I had a weird time getting to Stony Brook.
I grew up in Kings Park, about 20 minutes from Stony Brook University. I had good enough grades and test scores through high school to senioritis my way into a spot in New York University’s (NYU) journalism school, one of the highest ranked and most expensive in the country. That whole time I was getting ready to pursue a degree my family could only afford through the life insurance payments we got after my father passed, I had a lot of sensible people telling me that maybe I should give the much cheaper SBU a try.
But I wanted nothing to do with it. Growing up so close to Stony Brook, my joke was always that this school was “the ceiling of low expectations” — something other people could be proud of, but I would never accept as a viable option.
One dropout and a stint in community college later, I came to SBU in Spring 2017, humiliated into attending what I thought was the safety school to end all safety schools.
I could not have been more wrong.
My two years at Stony Brook have been the best of my entire life. The students, professors and friends I’ve met here changed me in ways I could never have anticipated. I found a second family at The Statesman that trusted me enough to let me write important stories, and eventually lead an entire section of the paper.

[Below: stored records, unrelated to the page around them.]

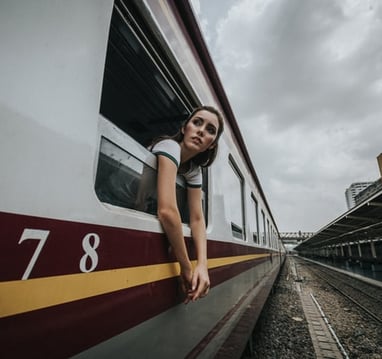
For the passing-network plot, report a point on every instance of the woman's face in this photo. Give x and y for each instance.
(200, 131)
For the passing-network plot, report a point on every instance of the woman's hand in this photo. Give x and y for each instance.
(200, 284)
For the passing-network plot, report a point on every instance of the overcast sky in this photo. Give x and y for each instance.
(304, 79)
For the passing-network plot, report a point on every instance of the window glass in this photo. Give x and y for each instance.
(136, 96)
(233, 185)
(125, 181)
(253, 220)
(142, 98)
(263, 230)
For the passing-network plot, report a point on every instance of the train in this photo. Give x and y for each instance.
(85, 86)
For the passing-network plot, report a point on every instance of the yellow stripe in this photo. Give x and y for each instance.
(25, 295)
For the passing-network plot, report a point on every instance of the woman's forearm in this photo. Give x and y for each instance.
(199, 236)
(172, 225)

When I took over as Opinions Editor for The Statesman, I was worried that I wouldn’t be able to find enough things I felt strongly about to fill our pages week after week.

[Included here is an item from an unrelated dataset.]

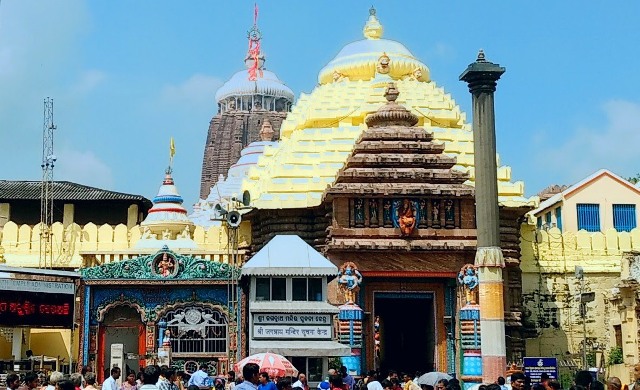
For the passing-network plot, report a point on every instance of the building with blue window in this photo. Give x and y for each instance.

Turns out, there’s a lot to complain about here.
But the single greatest problem this university has is apathy — the apathy of the student body towards the university’s systemic efforts to dismantle itself.
It’s not that difficult to see why nobody cares about the issues that don’t immediately concern them. Half of the students here are commuters, many of whom aren’t around long enough to care. Then there are the STEM majors who are so swamped with work they can’t pick their head up long enough to find out what’s going on around campus. Once you filter out the people who are too busy or too removed to stay engaged, you’re left with about five political science majors and the staff of the Undergraduate Student Government (USG) to do right by nearly 25,000 Stony Brook students.
When I cover a protest at this school and more than 100 people show up, I’m pleasantly surprised. That’s less than one half of one percent of the student body, and it’s nowhere near the numbers that might make the university take notice that its community gives a damn about, say, Stony Brook’s systematic dismantling of its SUNY-mandated Writing and Rhetoric program.
The only activist movement I’ve ever seen bear fruit on this campus is the recent campaign to bring awareness to the university’s accessibility issues. After an awful lot of complaining from an awful lot of people about Stony Brook’s busted accessibility buttons, I actually saw mechanics going around and fixing them last week. That took protests, persistence and a whole lot of bad press — the only things Stony Brook ever really responds to.
So my advice to everybody who still has time to spend at this remarkably OK school is simple: get angry, get loud and get together. One shouting student might get drowned out by the stress of academic life, but I’d like to see this administration try and ignore 1,000 more.